23 mai 2025 9 MIN DE LECTURE

Aperçu

Dans la cause Ross River Dena Council c. Yukon (gouvernement du)[1], la Cour d’appel du Yukon a estimé que les gouvernements du Canada et du Yukon (les « décisionnaires ») n’avaient pas tenu des consultations adéquates avec la nation Kaska (les « Kaska ») concernant la faisabilité économique d’un projet d’exploitation minière sur les terres de cette communauté avant d’approuver le projet. Par conséquent, elle a annulé l’approbation de ce projet et a ordonné le renvoi de la décision en vue de la reprise des consultations.

Dans sa décision, la Cour d’appel souligne l’importance de la tenue de consultations en profondeur auprès des communautés autochtones et insiste sur le fait que l’obligation de consultation imposée par la Couronne exige un engagement ferme sur tous les enjeux pertinents soulevés par ces populations, notamment sur la faisabilité économique, avant de confirmer l’approbation de projets susceptibles d’avoir une incidence sur leurs droits.

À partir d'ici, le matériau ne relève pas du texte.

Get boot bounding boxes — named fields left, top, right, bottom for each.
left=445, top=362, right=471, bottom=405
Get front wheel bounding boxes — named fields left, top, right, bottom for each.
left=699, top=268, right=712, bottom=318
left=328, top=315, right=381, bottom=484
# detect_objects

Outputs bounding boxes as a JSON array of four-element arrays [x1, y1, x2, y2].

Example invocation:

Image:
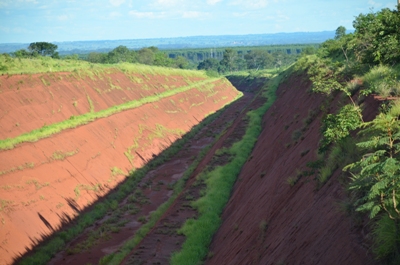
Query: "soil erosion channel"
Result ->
[[48, 78, 265, 264]]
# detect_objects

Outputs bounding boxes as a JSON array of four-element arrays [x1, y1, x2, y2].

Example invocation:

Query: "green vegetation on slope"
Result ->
[[0, 55, 208, 77], [293, 5, 400, 264], [170, 69, 285, 265]]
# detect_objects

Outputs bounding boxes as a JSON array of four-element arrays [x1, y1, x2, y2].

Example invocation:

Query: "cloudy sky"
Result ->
[[0, 0, 397, 43]]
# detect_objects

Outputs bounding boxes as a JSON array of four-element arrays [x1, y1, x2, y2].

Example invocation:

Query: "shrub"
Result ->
[[363, 65, 400, 97]]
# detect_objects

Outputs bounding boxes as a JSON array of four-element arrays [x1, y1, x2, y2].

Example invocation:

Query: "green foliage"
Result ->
[[28, 42, 58, 57], [321, 104, 362, 148], [220, 48, 238, 73], [335, 26, 347, 40], [372, 215, 400, 262], [344, 100, 400, 220], [244, 50, 274, 70], [362, 65, 400, 97], [197, 58, 220, 72], [352, 8, 400, 65], [307, 56, 344, 94], [106, 45, 137, 64]]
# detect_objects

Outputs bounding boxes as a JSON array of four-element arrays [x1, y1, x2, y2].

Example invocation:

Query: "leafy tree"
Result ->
[[173, 56, 189, 69], [233, 57, 246, 71], [197, 58, 220, 71], [153, 53, 167, 67], [335, 26, 347, 40], [28, 42, 58, 57], [137, 48, 155, 65], [321, 104, 362, 149], [344, 101, 400, 220], [244, 50, 273, 70], [220, 48, 237, 73], [106, 45, 136, 63], [352, 8, 400, 65], [301, 46, 317, 55]]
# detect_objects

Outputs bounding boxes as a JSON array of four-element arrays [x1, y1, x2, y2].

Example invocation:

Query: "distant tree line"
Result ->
[[84, 45, 190, 69], [8, 41, 317, 73], [197, 47, 316, 74], [164, 44, 318, 62]]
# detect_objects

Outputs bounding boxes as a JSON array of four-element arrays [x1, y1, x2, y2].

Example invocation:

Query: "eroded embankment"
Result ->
[[0, 69, 241, 265], [0, 69, 206, 139], [206, 72, 379, 265]]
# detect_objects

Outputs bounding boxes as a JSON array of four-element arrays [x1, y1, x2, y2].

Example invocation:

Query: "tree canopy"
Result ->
[[28, 42, 58, 57]]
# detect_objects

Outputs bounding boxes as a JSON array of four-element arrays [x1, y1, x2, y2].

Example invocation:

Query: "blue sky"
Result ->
[[0, 0, 397, 43]]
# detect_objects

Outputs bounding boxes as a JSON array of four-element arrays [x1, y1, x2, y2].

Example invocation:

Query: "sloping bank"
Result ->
[[0, 65, 242, 265], [169, 70, 283, 264]]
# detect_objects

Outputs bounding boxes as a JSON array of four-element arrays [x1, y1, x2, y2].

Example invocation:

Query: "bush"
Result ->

Contexte : le projet et le processus de consultation

Cette affaire porte sur la proposition de BMC Minerals Ltd. (« BMC ») d’exploiter une mine située sur le territoire traditionnel des Kaska (le « projet »). BMC a présenté sa proposition à l’Office d’évaluation environnementale et socioéconomique du Yukon (l’« Office »).

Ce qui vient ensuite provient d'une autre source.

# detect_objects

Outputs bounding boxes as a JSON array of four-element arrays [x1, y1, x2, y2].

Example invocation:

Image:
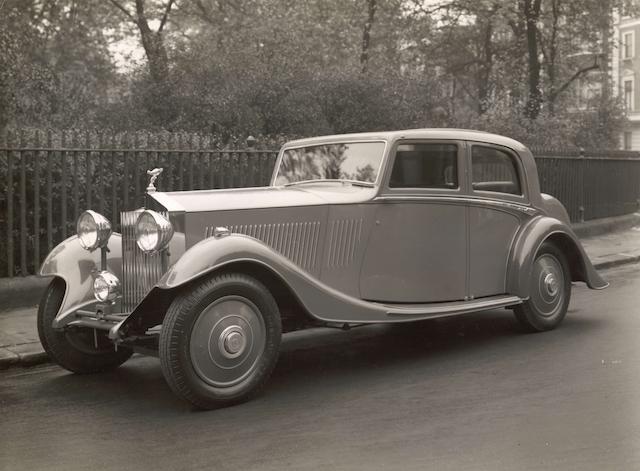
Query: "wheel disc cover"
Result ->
[[189, 295, 266, 388], [531, 254, 565, 318]]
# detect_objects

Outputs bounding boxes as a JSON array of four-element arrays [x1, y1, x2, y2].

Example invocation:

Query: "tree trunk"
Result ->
[[134, 0, 170, 89], [523, 0, 542, 120], [360, 0, 377, 73]]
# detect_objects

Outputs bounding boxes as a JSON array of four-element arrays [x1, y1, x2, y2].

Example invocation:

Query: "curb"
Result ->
[[0, 345, 47, 370], [572, 212, 640, 239], [0, 276, 51, 312], [1, 254, 638, 371]]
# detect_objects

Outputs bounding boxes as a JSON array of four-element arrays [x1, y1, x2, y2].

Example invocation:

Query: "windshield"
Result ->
[[274, 141, 386, 186]]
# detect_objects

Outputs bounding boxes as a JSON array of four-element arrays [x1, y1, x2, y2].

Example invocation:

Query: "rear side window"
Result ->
[[389, 144, 458, 189], [471, 146, 522, 195]]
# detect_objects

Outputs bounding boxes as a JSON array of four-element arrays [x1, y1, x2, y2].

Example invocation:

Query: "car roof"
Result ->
[[283, 128, 529, 153]]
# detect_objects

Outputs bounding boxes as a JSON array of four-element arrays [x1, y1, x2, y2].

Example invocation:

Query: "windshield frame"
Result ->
[[270, 139, 389, 188]]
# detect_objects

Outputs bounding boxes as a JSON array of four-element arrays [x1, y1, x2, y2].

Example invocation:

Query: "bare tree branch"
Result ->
[[158, 0, 176, 33], [109, 0, 136, 23], [550, 62, 600, 102]]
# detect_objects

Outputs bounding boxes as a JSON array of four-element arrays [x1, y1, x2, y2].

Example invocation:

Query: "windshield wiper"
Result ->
[[283, 179, 375, 188]]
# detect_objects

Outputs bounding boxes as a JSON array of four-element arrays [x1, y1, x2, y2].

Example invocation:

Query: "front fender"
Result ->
[[39, 235, 122, 328], [151, 234, 394, 324], [507, 216, 608, 298]]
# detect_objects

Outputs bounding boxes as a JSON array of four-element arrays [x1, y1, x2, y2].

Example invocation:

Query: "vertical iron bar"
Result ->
[[123, 133, 129, 210], [86, 131, 92, 209], [178, 134, 184, 190], [167, 134, 174, 192], [111, 134, 117, 224], [98, 133, 105, 215], [73, 132, 79, 221], [6, 131, 14, 276], [134, 132, 140, 205], [188, 134, 194, 190], [46, 130, 53, 251], [33, 130, 41, 272], [61, 131, 68, 239], [19, 130, 27, 275]]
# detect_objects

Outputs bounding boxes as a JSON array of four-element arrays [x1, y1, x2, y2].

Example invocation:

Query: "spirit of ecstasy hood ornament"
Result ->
[[146, 168, 163, 193]]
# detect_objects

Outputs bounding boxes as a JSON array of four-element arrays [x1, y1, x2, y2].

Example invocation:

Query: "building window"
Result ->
[[623, 31, 635, 59], [624, 79, 634, 111], [624, 132, 633, 150]]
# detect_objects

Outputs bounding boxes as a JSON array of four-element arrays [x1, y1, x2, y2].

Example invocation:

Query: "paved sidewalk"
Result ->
[[1, 226, 638, 370]]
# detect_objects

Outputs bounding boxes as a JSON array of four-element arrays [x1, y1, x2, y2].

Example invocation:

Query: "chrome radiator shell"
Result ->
[[120, 210, 167, 311]]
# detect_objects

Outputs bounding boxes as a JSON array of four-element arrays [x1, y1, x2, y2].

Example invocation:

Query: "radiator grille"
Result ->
[[121, 210, 166, 311]]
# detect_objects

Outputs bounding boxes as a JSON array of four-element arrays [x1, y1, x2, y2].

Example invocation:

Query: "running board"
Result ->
[[381, 295, 523, 318]]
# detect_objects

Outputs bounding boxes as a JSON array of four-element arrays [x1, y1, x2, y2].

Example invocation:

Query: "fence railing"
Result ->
[[1, 130, 278, 277], [2, 135, 639, 277]]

Les décisionnaires ont appuyé leur décision sur le processus prévu par la Loi sur l’évaluation environnementale et socioéconomique au Yukon (la « loi LEESY ») et sur ses règlements concernant le respect des obligations de consultation.[2] Dans le cas qui nous occupe, le comité exécutif (le « CE ») de l’Office devait évaluer la proposition de projet. Après cette évaluation, le CE devait présenter l’une des quatre recommandations aux décisionnaires, toutes centrées sur la question de savoir si le projet était susceptible d’avoir des « effets négatifs importants sur l’environnement ou la vie socioéconomique » pouvant être atténués ou non.[3] Les décisionnaires étaient ensuite tenus de consulter les Premières Nations concernées avant d’accepter la recommandation du CE ou de la soumettre de nouveau à une évaluation.[4]

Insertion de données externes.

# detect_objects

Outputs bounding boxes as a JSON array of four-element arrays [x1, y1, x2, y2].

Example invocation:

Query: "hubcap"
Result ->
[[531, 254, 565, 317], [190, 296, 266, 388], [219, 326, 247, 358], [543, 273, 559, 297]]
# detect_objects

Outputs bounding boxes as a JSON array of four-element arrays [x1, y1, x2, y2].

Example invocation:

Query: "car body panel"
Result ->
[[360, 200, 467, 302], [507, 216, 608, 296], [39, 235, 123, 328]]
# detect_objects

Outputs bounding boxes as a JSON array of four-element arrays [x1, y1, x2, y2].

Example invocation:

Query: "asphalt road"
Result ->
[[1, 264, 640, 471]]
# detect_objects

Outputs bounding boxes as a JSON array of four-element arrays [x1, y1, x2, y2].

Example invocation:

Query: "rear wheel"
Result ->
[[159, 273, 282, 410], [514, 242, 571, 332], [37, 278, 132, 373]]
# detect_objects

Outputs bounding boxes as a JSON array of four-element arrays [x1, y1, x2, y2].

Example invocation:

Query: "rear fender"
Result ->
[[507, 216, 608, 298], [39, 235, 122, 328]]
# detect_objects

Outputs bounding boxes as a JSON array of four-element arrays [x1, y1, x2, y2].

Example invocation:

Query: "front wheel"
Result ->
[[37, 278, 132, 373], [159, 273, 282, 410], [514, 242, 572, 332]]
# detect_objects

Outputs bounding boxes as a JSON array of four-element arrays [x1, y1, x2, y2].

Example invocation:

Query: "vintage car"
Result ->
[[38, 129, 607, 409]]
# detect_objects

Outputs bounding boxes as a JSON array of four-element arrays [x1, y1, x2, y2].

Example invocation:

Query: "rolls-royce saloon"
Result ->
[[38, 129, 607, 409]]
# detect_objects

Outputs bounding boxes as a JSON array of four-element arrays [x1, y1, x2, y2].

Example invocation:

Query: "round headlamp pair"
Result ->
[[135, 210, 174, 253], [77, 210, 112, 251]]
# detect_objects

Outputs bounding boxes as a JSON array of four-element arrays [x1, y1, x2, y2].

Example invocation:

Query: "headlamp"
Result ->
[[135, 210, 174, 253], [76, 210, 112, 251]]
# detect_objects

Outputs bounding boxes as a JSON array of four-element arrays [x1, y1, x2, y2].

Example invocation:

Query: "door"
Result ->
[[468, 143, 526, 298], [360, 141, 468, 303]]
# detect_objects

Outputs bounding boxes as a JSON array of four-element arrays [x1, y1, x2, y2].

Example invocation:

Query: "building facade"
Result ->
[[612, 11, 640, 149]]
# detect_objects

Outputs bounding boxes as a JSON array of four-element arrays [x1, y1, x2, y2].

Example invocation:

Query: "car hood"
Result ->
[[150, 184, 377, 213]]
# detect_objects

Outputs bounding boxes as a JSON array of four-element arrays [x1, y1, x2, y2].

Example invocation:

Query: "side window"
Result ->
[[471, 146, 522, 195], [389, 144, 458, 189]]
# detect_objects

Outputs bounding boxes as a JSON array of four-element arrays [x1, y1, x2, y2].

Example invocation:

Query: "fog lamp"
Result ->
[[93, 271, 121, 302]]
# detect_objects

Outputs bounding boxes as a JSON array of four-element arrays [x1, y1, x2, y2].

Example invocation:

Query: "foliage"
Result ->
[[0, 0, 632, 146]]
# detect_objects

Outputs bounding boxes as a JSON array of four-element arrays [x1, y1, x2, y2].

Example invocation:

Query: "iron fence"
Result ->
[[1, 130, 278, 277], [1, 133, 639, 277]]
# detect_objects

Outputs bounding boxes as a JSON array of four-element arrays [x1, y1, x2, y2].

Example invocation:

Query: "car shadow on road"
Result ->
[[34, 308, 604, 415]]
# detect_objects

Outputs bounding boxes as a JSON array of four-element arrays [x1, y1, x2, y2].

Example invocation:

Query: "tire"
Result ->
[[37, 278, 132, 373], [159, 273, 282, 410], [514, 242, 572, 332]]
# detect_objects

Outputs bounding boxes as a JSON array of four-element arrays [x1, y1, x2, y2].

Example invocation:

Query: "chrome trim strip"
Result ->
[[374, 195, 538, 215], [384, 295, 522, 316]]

Pour ce projet, le CE a invité le public et les Kaska à soumettre leurs observations, il a effectué le suivi des demandes d’information et a engagé des équipes de consultants indépendants à titre de conseillers. Tout au long de ce processus, les Kaska ont exprimé d’importantes préoccupations concernant les possibles effets du projet sur leur territoire traditionnel et leurs sites culturels. Les Kaska ont également exprimé des préoccupations au sujet de la faisabilité économique du projet, notamment en ce qui concerne l’exactitude des modèles financiers, des projections économiques et des modes de paiement des activités de postproduction de BMC. Malgré ces préoccupations, le CE a recommandé que le projet soit mis en œuvre, estimant que, même si des effets négatifs importants étaient constatés, certaines dispositions générales permettraient de les atténuer.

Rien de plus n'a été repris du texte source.